Less than one percent of all households worldwide were classified as millionaires, but they owned about 38% of the world’s wealth, up from about 36% percent in 2008, according to the Boston Consulting Group. BCG also found that:
Households with more than $5 million in wealth represented 0.1 percent of households but owned about 21%, or $23 trillion, of the world’s wealth, up from 19% in 2008.
The number of millionaire households rose by about 14% in 2009, to 11.2 million—about where it stood at the end of 2007.
The United States had by far the most millionaire households (4.7 million) followed by Japan, China, the United Kingdom, and Germany.

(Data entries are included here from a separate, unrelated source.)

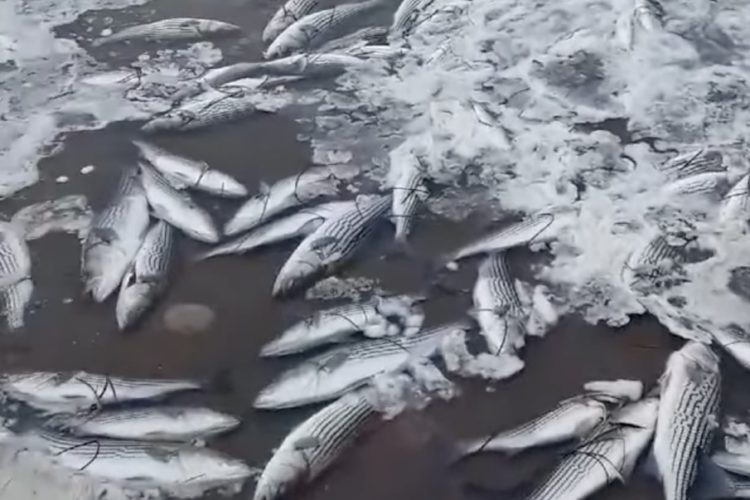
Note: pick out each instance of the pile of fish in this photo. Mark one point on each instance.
(105, 428)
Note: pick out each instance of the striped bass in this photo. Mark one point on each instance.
(281, 229)
(409, 190)
(147, 278)
(81, 390)
(141, 465)
(610, 454)
(163, 423)
(285, 16)
(13, 302)
(340, 323)
(314, 445)
(115, 237)
(736, 203)
(181, 28)
(702, 161)
(183, 172)
(176, 207)
(497, 306)
(315, 29)
(285, 193)
(572, 418)
(331, 245)
(342, 369)
(690, 392)
(538, 228)
(214, 107)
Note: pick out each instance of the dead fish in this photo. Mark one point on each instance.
(498, 308)
(161, 423)
(342, 369)
(331, 245)
(315, 29)
(148, 276)
(314, 445)
(82, 390)
(183, 172)
(115, 237)
(182, 28)
(538, 228)
(176, 207)
(286, 193)
(300, 223)
(285, 16)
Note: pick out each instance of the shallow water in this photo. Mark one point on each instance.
(403, 459)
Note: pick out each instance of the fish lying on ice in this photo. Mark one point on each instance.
(215, 107)
(285, 16)
(409, 190)
(162, 423)
(298, 224)
(181, 28)
(690, 394)
(341, 322)
(147, 278)
(314, 445)
(539, 228)
(285, 193)
(115, 237)
(342, 369)
(142, 465)
(183, 172)
(317, 28)
(497, 306)
(82, 390)
(331, 245)
(571, 418)
(177, 207)
(610, 454)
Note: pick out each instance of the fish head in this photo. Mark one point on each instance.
(133, 301)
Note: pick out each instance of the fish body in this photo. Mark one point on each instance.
(184, 172)
(611, 453)
(281, 229)
(570, 419)
(342, 369)
(291, 11)
(498, 307)
(409, 190)
(176, 207)
(286, 193)
(314, 445)
(215, 107)
(332, 244)
(183, 28)
(139, 464)
(14, 299)
(115, 237)
(332, 326)
(313, 30)
(690, 392)
(538, 228)
(81, 390)
(167, 423)
(147, 278)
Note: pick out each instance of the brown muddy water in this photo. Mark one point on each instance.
(404, 459)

Singapore saw the highest growth in millionaire households, up 35%, followed by 33% for Malaysia, 32% for Slovakia, and 31% for China.
Smaller markets had the highest concentrations of millionaire households. In Singapore and Hong Kong, millionaire households accounted for 11.4% and 8.8%, respectively, of all households.
Switzerland had the highest concentration of millionaire households in Europe and the third-highest overall at 8.4%.
Three of the six densest millionaire populations were in the Middle East—in Kuwait, Qatar, and the United Arab Emirates.
Despite its large population, the U.S. had the seventh-highest density of millionaire households at 4.1%.